皮膚科

午前、薬が無くなったので皮膚科に行く。

循環器内科は扱っていないが、やはりコロナ対策のため、病院は様子が違う。

入り口のドアの前に張り紙がしてある。

「次のような方は建物内への出入りをご遠慮願います。」

そう書いてある下によくテレビで表示される、4日以上の発熱、倦怠感などという感染を疑う必要のある症状。そして思い当たる人はこっちに行きましょうと、近くの保健所や相談センターの電話番号が連なっている。

物々しいとはこういうことをいうのか。けれど厳重警戒をやってますという感じで心強い。

受付でも体温計を渡されアルコール除菌を促された。

「すみませんねぇ、脇下のしかなくて」

受付の人が謝った。ああ、抵抗ある人はあるか。

「いえいえ大丈夫です」

気がつくと診察が一人終わるたびに看護師がドアノブをアルコール除菌している。

診察室に入ってわかったが、椅子も先生の机も毎回行っているようだった。こんなことをやっていたらなかなか次の診察に入れないだろう。現に今日はいつもより待合室が混み合っていた。なんで急に皮膚の様子のおかしい人が増えたんだろうと思っていたが、恐らくこの除菌に時間をとられて人数をこなせないことも要因だろう。

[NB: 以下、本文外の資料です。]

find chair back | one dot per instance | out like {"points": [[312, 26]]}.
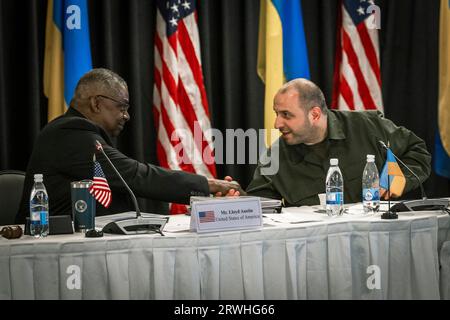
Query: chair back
{"points": [[11, 186]]}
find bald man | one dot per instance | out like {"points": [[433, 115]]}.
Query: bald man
{"points": [[311, 134], [64, 149]]}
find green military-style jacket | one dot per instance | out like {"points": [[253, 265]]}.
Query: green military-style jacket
{"points": [[351, 136]]}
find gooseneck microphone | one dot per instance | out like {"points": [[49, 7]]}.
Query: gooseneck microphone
{"points": [[99, 146], [424, 204], [422, 190], [130, 222]]}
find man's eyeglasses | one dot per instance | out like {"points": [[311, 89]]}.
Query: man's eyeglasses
{"points": [[124, 106]]}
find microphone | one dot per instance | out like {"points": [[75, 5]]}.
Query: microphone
{"points": [[416, 205], [125, 223]]}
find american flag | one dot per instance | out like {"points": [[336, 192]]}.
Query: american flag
{"points": [[357, 81], [100, 187], [179, 98], [206, 216]]}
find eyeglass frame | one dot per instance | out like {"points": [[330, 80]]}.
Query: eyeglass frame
{"points": [[124, 106]]}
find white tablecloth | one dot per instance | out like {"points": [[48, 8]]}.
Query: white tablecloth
{"points": [[319, 260]]}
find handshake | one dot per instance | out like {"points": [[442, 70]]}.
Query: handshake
{"points": [[226, 187]]}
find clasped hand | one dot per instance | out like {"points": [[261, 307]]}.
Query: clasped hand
{"points": [[226, 187]]}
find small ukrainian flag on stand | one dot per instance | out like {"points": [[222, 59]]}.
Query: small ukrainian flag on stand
{"points": [[391, 178]]}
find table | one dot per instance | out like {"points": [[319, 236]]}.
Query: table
{"points": [[330, 259]]}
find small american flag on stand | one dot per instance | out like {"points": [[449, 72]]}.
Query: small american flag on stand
{"points": [[100, 187]]}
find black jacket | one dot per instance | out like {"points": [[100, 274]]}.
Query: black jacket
{"points": [[63, 153]]}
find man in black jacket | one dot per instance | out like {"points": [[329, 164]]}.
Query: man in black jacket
{"points": [[64, 153]]}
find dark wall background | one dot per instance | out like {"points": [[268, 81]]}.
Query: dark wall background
{"points": [[122, 34]]}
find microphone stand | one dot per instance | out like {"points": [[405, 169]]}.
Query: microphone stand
{"points": [[423, 204], [130, 222]]}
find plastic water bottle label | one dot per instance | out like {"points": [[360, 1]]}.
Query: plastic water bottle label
{"points": [[371, 194], [44, 217], [335, 198], [35, 216]]}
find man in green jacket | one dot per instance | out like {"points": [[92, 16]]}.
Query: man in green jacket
{"points": [[312, 134]]}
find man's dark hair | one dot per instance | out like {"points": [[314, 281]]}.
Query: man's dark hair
{"points": [[99, 79], [310, 94]]}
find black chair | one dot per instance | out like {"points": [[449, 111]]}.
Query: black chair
{"points": [[11, 185]]}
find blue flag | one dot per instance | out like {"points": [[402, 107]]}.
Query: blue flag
{"points": [[67, 52]]}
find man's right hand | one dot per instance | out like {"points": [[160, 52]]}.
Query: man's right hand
{"points": [[225, 187]]}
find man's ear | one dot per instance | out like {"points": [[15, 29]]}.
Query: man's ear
{"points": [[94, 104], [315, 114]]}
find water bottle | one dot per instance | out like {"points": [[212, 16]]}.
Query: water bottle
{"points": [[334, 189], [371, 186], [38, 208]]}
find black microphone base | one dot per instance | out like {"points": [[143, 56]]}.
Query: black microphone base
{"points": [[389, 215], [127, 223], [421, 205]]}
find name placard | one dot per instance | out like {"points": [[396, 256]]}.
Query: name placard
{"points": [[225, 214]]}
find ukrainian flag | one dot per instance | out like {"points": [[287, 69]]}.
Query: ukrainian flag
{"points": [[67, 52], [442, 142], [282, 50], [397, 180]]}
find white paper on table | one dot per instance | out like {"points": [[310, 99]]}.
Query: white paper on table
{"points": [[297, 215]]}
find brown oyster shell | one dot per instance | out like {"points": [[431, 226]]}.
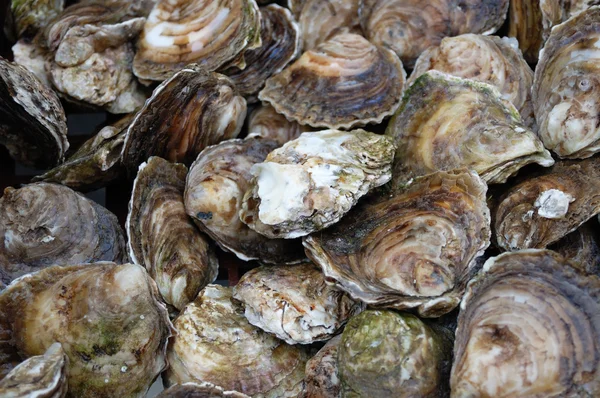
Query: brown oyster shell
{"points": [[215, 343], [33, 125], [45, 224], [186, 113], [163, 239], [208, 32], [342, 83], [446, 122], [410, 249], [215, 187], [543, 209], [528, 327], [294, 303], [107, 318]]}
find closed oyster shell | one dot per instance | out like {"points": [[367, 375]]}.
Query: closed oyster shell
{"points": [[210, 33], [391, 354], [41, 376], [107, 318], [294, 303], [566, 86], [446, 122], [543, 209], [528, 327], [410, 249], [163, 239], [311, 182], [45, 224], [215, 188], [186, 113], [280, 37], [215, 343], [342, 83], [488, 59], [33, 125]]}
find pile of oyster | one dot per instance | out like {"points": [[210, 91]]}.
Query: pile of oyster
{"points": [[415, 195]]}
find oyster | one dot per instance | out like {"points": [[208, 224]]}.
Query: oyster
{"points": [[213, 197], [210, 33], [96, 163], [528, 327], [543, 209], [566, 87], [266, 123], [410, 249], [42, 376], [488, 59], [294, 303], [447, 122], [342, 83], [280, 37], [162, 238], [186, 113], [107, 318], [311, 182], [33, 125], [215, 343], [391, 354], [44, 224], [321, 375]]}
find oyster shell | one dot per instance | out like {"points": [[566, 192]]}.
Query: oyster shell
{"points": [[391, 354], [213, 197], [162, 238], [210, 33], [186, 113], [33, 125], [107, 318], [543, 209], [342, 83], [410, 249], [528, 327], [215, 343], [42, 376], [294, 303], [447, 122], [566, 86], [488, 59], [280, 37], [96, 163], [311, 182], [44, 224]]}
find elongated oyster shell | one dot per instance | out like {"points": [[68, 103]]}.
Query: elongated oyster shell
{"points": [[33, 125], [566, 87], [42, 376], [186, 113], [528, 327], [391, 354], [488, 59], [215, 343], [280, 37], [162, 238], [44, 224], [342, 83], [210, 33], [311, 182], [411, 249], [215, 188], [543, 209], [107, 318], [446, 122], [294, 303]]}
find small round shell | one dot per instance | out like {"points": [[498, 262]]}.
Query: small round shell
{"points": [[344, 82]]}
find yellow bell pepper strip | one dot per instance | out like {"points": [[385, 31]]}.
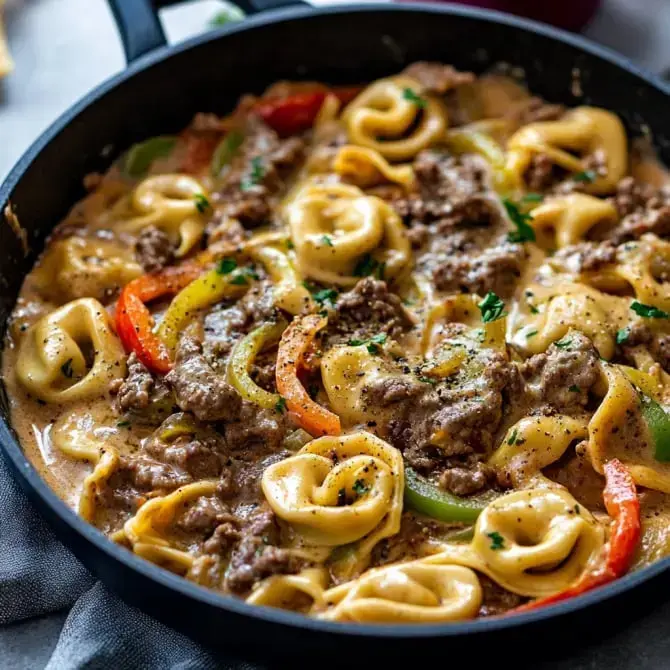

きっとあの体温計も除菌、除菌、除菌とその度にされていたのだ。

小さな手間が少しづつ加わっただけなのに、普段は割とゆったりとしている院内の空気は、いつもより張り詰めたものになっていた。

先生は大忙しなのでいつもより早口でテンポをあげている。

しかし私の体重チェックに、背骨や腕まわりの筋肉を触り状態を診ることは欠かさない。皮膚の薬だけくれればいいのにといつもこの諸々がいやなのだが、この人は私の体を諦めていないのだ。

も、いいです。私、こんなもんなんです。と心の中でめんどくさがっている本人より「よくしよう」と本気で向かってきてくれている。毎回私の顔を覗き込み、今日は疲れているとか、今日はなんだか綺麗になったとか言われると調子の悪い時は行きたくなくなる。そして体調が戻りやってくると前回の診察から長いことこなかったと注意される。

鬱陶しくて嫌だけど、この先生からは離れない。

診察を終え待合室に戻るとそこでしばらくぼうっと座っていた。

何にも考えずにただぼーっとしているとさっきの受付の人が

「トンさん、もう終わりました?」

と声をかけてきた。

あ、そうだ。診察終わったらそのまま先生から渡された診察券を受付に持っていってすぐ会計だった。

いつも行っている医療センターのシステムと混同してしまった。

すみませんすみませんと、立ち上がり会計をすませ、処方箋をもらい病院をでた。

はあっと大きく息を吸いふうっと吐く。

晴れた空。強い北風。

風よ、全てきれいに吹き飛ばせ。